One of the problems is that understanding the contents of a given dataset without prior access is very hard. In many cases, data providers develop dictionaries to explain the variables on offer, but this provides little additional information on data structure or quality.
As such, researchers are expected to develop and submit, up-front, a complete study protocol detailing each variable and time point required, research questions and formulated hypotheses, and expected outputs. While important to know, this process ignores the fact that research, by its very nature, is an organic process. It is very difficult to derive hypotheses based on data you have never seen.
Application success rates are low
Without access to data ahead of time, researchers are forced to complete an application and protocol based on limited information. The most common result: rejection; and often after a long wait.
This is a disheartening process, especially as with more insight into the data being applied for, many applications would be approved first time. The review process often involves internal critique by the data provider before expert advice is sought from an advisory committee who meet on a semi-regular basis. Comments from unsuccesful applications are fed back to the applicant who is tasked with making amendments and re-submitting for review.
Data are expensive
Finally, after successive rounds of review, if an application is accepted, the researcher is then asked to pay upfront for the dataset. Upon payment, data will be released for a defined period of time, and in most cases, at the end of that period, must be destroyed. The fees for accesss to these data are not cheap, again putting many junior researchers off applying in the first place.
A recent report by EY, estimated the value of patient data in the UK to be £10B per year2. Although, given the potential interest from industry players in acquiring these data, I think this may be an underestimate. This valuation will keep the cost of access to data high, but at what cost to research, and indirectly, to patients?
With demand for access to health data in the UK increasing, researchers and industry alike are at the mercy of data providers who dictate the rules of engagement. However, more can be done to lower the barriers to entry without compromising the integrity or safety of patient data.
For instance, in rare circumstances I have been able to negotiate access to an exploratory data extract on which researchers can explore the dataset and formulate hypotheses in a secure environment ahead of developing a full data application and protocol. This is beneficial as it allows researchers to view the data in the form they would receive it in, fully understand its structure, organically test research questions and come up with hypotheses, as well as potentially identifying additional variables of interest that maximise the utility of the data.
Secondly, developing the application in concert with experienced researchers who know the dataset increases the likelihood of a successful application. We have recently achieved this by bringing together a group of academics and support staff experienced in health-related data to spread the awareness of and facilitate applications to common data. As a result, this internal development process dramatically reduces the time to develop a successful application.
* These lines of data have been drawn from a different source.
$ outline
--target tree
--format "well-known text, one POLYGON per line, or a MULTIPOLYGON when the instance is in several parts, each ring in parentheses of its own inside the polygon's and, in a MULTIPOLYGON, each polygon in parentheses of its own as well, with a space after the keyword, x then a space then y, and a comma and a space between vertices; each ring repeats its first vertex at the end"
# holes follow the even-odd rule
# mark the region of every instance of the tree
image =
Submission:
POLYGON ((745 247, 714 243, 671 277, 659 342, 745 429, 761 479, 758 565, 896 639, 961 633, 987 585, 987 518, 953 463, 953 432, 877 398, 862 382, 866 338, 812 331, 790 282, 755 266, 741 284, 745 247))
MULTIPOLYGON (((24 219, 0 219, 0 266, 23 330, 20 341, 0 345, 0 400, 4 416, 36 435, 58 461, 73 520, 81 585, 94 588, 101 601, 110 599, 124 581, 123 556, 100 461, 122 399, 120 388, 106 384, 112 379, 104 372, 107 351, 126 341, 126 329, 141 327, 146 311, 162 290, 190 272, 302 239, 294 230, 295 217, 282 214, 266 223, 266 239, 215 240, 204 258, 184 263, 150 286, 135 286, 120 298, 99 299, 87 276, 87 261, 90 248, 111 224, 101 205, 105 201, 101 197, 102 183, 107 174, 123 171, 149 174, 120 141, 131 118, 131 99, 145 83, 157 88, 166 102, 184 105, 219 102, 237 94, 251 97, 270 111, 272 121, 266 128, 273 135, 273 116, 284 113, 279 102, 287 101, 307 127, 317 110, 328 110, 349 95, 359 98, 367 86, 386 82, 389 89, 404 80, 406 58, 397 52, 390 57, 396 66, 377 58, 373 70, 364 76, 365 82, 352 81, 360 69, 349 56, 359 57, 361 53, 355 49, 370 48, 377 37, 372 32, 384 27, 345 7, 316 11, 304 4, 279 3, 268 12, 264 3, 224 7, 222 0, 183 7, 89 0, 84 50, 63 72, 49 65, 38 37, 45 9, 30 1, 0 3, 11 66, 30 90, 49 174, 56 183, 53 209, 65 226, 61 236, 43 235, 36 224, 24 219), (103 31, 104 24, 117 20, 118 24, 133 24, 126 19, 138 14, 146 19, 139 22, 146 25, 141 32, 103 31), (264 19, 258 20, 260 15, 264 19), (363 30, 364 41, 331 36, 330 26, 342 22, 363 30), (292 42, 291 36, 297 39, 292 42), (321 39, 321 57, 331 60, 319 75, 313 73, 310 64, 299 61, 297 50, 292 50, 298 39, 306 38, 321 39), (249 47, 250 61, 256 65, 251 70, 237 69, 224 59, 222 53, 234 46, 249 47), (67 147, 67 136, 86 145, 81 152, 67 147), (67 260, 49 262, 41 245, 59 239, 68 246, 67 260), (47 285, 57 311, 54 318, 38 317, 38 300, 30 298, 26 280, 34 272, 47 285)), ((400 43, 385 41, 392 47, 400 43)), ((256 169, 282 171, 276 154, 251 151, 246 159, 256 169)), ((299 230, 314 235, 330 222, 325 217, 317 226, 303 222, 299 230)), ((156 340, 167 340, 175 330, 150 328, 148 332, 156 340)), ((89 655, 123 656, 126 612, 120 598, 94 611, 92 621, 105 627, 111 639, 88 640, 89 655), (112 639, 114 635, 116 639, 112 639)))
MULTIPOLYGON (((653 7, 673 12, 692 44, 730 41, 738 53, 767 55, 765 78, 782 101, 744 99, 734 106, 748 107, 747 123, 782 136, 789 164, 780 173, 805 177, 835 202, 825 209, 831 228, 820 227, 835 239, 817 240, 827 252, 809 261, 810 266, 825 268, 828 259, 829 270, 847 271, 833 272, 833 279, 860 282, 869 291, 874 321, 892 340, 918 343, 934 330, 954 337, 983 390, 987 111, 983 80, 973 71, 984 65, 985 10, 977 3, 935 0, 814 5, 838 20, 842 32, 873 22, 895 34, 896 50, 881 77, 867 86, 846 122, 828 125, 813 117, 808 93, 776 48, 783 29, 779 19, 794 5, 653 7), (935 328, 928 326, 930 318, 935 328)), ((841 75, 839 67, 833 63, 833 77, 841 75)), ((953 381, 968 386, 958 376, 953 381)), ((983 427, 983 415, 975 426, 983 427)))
Finally, rather than supplying individual extracts for each researcher, data providers could provide institutions with a complete dataset — for an appropriate fee — with access managed through an approved advisory board. This would further reduce the time and complexity associated with researchers applying for single data extracts.
In conclusion, as the need for rapid accesss to complex and sensitive datasets grows — as demonstrated by the current COVID-19 outbreak — so to does the need to identify pragmatic means of reducing barriers to entry.